At Chemulpo all is bustle and excitement, but perfect order rules. There is no confusion, no delays and no blocking of traffic. Daily transports from Japan arrive, drop anchor in the outer harbor and men, horses, mountain artillery in strings, towed by launches, cross the inner harbor to the shore and depart by train to Seoul, twenty-seven miles away. It is the last time in a long while that the men will lift up their legs and let steam carry them to their destination.
From Seoul begins their 180-mile march north to Ping Yang and from Ping Yang still north.
Through the snowclad Korean mountains their way leads to Wiju, on the river Yalu, where the Russians are waiting for them.
I doubt if there be more peaceable, orderly soldiers in the world than the Japanese. Our own soldiers, long ere this, would have painted Seoul red with their skylarking and good-natured boisterousness, but the Japanese are not boisterous. They are deadly serious.
Yet no one of the civilian population is afraid of them. The women are safe; the money is safe; the goods are safe. The Japanese established a reputation in 1894 for paying for whatever they took and they are living up to that reputation.
“But if they were the Russians”—say the Koreans, and the Europeans and American residents ominously shake their heads. I have yet to see one drunken Japanese soldier. Not one disorderly nor even boisterous one have I seen—and they are soldiers.
I may quote General Allen in saying, “The infantry is as splendid as any in the world. They will render a good account of themselves.”
They march along without apparent effort under their forty-two-pound kits. There is no stooping forward, no slouching, no lagging nor does one see a man continually adjusting straps and pads or hear tin cups rattling or accouterments clattering. As it is with their organization as a whole so with it as a unit. The man is everything. He works smoothly. Above all he works toward an end.
The Japanese are a race of warriors and their infantry is all the infantry could possibly be; but it cannot be said that the Japanese are a race of horsemen.

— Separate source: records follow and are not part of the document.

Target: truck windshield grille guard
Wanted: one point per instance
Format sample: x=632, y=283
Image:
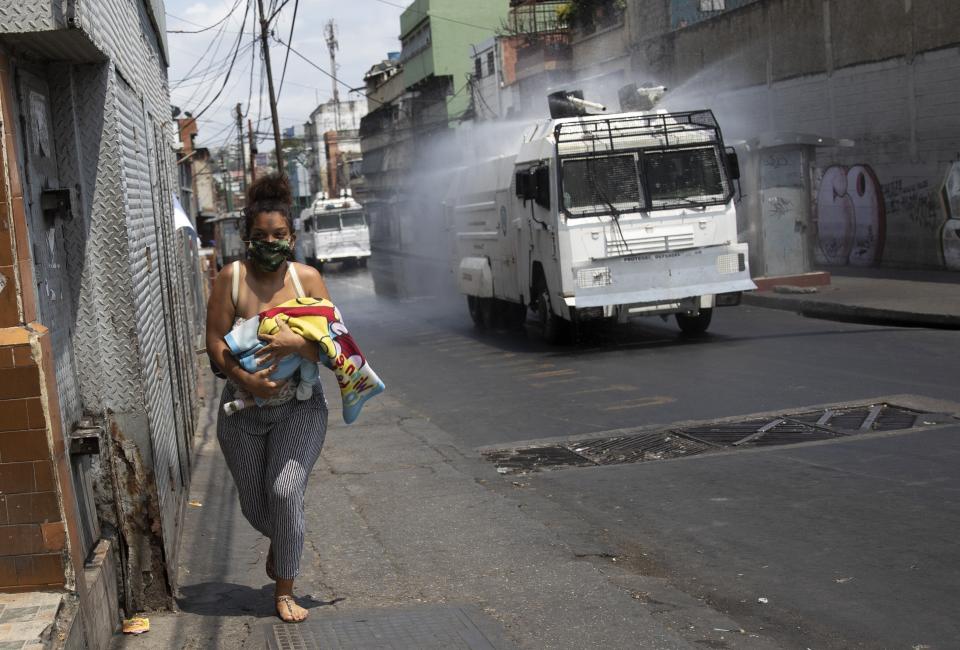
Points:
x=641, y=163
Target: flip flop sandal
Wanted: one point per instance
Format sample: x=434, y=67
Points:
x=287, y=601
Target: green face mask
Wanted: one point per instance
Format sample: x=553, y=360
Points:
x=268, y=256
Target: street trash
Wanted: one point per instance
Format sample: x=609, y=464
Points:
x=136, y=625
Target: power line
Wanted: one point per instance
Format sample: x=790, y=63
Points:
x=202, y=29
x=286, y=57
x=232, y=61
x=215, y=40
x=345, y=85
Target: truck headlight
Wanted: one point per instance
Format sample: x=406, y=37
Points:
x=595, y=277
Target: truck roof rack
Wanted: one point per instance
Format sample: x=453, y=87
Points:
x=637, y=131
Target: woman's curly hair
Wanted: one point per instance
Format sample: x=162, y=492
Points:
x=270, y=193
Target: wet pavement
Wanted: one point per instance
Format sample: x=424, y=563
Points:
x=838, y=543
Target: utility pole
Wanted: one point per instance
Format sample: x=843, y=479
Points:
x=331, y=33
x=265, y=48
x=226, y=181
x=253, y=151
x=243, y=156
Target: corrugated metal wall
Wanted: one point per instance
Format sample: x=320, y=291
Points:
x=147, y=256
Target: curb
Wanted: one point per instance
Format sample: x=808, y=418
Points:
x=855, y=313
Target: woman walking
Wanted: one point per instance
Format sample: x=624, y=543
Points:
x=269, y=449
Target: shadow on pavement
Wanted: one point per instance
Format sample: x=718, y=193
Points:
x=227, y=599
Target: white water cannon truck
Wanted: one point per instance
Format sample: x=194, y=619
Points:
x=601, y=217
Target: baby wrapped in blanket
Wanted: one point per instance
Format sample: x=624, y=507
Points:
x=314, y=320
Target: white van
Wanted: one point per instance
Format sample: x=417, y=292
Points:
x=335, y=230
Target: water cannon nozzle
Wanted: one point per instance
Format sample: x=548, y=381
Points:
x=583, y=103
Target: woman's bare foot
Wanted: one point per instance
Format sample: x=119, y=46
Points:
x=289, y=611
x=287, y=608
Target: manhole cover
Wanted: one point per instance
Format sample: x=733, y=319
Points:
x=785, y=429
x=422, y=628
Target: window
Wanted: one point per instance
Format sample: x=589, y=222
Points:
x=592, y=185
x=683, y=176
x=329, y=221
x=712, y=5
x=352, y=219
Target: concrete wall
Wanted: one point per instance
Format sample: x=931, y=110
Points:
x=883, y=73
x=101, y=288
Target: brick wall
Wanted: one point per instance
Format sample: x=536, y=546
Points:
x=37, y=529
x=32, y=533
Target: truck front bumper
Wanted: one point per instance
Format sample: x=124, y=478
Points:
x=661, y=277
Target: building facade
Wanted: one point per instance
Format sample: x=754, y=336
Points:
x=881, y=78
x=340, y=124
x=97, y=330
x=436, y=70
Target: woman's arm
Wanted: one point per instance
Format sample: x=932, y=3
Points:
x=286, y=341
x=220, y=316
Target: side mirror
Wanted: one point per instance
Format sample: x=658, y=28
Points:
x=524, y=185
x=733, y=164
x=542, y=190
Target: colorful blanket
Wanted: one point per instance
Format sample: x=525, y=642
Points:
x=319, y=321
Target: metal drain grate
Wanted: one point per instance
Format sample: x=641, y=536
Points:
x=786, y=429
x=634, y=449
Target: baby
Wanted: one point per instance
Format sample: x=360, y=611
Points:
x=318, y=321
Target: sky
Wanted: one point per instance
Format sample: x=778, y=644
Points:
x=366, y=30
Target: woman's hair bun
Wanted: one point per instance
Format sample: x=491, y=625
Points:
x=272, y=188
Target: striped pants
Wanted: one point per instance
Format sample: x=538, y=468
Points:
x=270, y=451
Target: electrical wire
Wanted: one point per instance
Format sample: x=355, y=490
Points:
x=308, y=61
x=215, y=40
x=286, y=57
x=230, y=70
x=202, y=29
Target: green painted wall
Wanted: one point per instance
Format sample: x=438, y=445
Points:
x=448, y=53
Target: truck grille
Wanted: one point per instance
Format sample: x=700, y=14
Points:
x=632, y=244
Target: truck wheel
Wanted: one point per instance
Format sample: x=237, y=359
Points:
x=481, y=311
x=695, y=325
x=554, y=327
x=509, y=315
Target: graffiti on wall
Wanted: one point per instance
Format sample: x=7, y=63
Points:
x=851, y=218
x=860, y=221
x=950, y=234
x=684, y=13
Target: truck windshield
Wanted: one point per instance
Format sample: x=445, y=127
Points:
x=352, y=219
x=328, y=221
x=683, y=175
x=669, y=178
x=592, y=185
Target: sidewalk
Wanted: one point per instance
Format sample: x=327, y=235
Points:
x=408, y=531
x=896, y=297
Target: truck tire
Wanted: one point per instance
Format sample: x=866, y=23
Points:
x=481, y=312
x=695, y=325
x=555, y=329
x=509, y=315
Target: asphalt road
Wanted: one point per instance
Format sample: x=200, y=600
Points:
x=851, y=543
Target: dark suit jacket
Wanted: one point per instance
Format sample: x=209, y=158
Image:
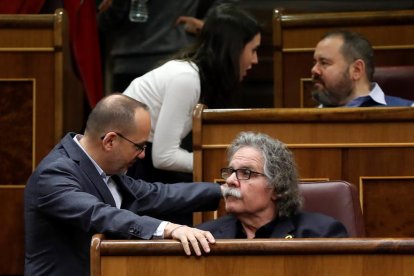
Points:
x=66, y=202
x=301, y=225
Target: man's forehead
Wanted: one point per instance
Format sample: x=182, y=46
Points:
x=247, y=155
x=329, y=46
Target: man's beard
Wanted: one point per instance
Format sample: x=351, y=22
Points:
x=231, y=191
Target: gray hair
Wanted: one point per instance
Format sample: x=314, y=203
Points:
x=278, y=166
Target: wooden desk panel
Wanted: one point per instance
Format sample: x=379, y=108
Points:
x=40, y=101
x=255, y=257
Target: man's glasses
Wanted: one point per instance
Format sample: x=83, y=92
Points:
x=241, y=174
x=138, y=147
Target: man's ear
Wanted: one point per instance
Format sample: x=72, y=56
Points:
x=274, y=195
x=107, y=140
x=357, y=69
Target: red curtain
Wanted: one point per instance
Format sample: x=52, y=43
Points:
x=84, y=39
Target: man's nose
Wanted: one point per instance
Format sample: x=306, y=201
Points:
x=232, y=180
x=315, y=69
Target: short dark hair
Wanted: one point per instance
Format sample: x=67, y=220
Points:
x=113, y=113
x=226, y=31
x=279, y=167
x=356, y=46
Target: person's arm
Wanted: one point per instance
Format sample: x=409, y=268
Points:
x=174, y=123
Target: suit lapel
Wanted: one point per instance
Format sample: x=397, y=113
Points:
x=127, y=195
x=284, y=229
x=87, y=167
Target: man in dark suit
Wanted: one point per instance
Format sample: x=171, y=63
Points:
x=262, y=195
x=80, y=188
x=343, y=73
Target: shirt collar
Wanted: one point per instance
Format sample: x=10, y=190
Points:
x=376, y=94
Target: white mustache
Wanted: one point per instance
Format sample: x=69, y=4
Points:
x=230, y=191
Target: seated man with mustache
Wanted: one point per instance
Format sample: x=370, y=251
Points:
x=262, y=196
x=343, y=73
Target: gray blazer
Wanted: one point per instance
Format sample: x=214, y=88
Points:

Their cavalry would appear ridiculous to a western eye. The horses are small and strong, it is true, but not fit for comparison with our own steeds. But do the Japanese know how to manage their horses?
It is a common thing to see them riding with the rein in either hand, while practically all of them sit in their saddles most uncouthly.
Nearly all of the horses are stallions. There are constant fights among the beasts, and the men are quite helpless when it comes to managing them. It required an American General the other day, General Allen, to rush in and break up a fight among the stallions in front of the Seoul Hotel. Several cavalrymen present knew not what to do and were ineffectually trying to prevent their horses from destroying one another.
But to the infantry too much praise cannot be given. However, the cavalrymen, afoot or ahorse, are men, and fighting men, and anyway, ere long, they soon may be astride large Russian horses.